25. In Narinder Mohan Arya v United India Insurance Co. Ltd. and Others1, this Court held:-
’44. The judgment and order of the learned Single Judge suffers from several infirmities. He had observed that ‘the disadvantages of an employer as such acts are committed in secrecy and in conspiracy with the person affected by the accident’. No such finding has been arrived at even in the disciplinary proceedings nor was any charge made out as against the appellant in that behalf. He had no occasion to have his say thereupon. Indisputably, the writ court will bear in mind the distinction between some evidence or no evidence but the question which was required to be posed and necessary should have been as to whether some evidence adduced would lead to the conclusion as regards the guilt of the delinquent officer or not. The evidence adduced on behalf of the management must have nexus with the charges. The enquiry officer cannot base his findings on mere hypothesis. Mere ipse dixit on his part cannot be a substitute of evidence.

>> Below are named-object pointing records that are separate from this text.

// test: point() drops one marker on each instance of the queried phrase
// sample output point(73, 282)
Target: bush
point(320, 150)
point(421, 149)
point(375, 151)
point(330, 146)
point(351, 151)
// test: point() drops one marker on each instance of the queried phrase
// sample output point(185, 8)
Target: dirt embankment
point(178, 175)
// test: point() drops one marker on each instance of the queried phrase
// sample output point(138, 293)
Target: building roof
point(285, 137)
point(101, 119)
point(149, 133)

45. The findings of the learned Single Judge to the effect that ‘it is established with the conscience (sic) of the Court reasonably formulated by an enquiry officer then in the eventuality’ may not be fully correct inasmuch as the Court while exercising its power of judicial review should also apply its mind as to whether sufficient material had been brought on record to sustain the findings. The conscience of the court may not have much role to play. It is unfortunate that the learned Single Judge did no t at all deliberate on the contentions raised by the appellant. Discussion on the materials available on record for the purpose of applying the legal principles was imperative. The Division Bench of the High Court also committed the same error.’
26. In Indian Airlines Ltd. v Prabha D. Kanan1, this Court held:-
’46. A judicial review of such an order would be maintainable. In a case of judicial review, where no appeal is provided for, the High Court in exercise of its jurisdiction under Article 226 of the Constitution of India would not confine its jurisdiction only to the known tests laid down therefor, viz., illegality, irrationality, procedural impropriety. It has to delve deeper into the matter. It would require a deeper scrutiny.
47. We may notice that keeping in view the situational changes and, particularly, outsourcing of the sovereign activities by the State, this Court has been expanding the scope of judicial review. It includes the misdirection in law, posing a wrong question or irrelevant question and failure to consider relevant question. On certain grounds judicial review on facts is also maintainable. Doctrine of unreasonableness has now given a way to doctrine of proportionality.
48. In S.N. Chandrashekar v State of Karnataka [JT 2006 (2) SC 202], this Court observed:
’33. It is now well known that the concept of error of law includes the giving of reasons that are bad in law or (where there is a duty to give reason) inconsistent, unintelligible or substantially inadequate. (See de Smith’s Judicial Review of Administrative Action, 5th Edn., p. 286.)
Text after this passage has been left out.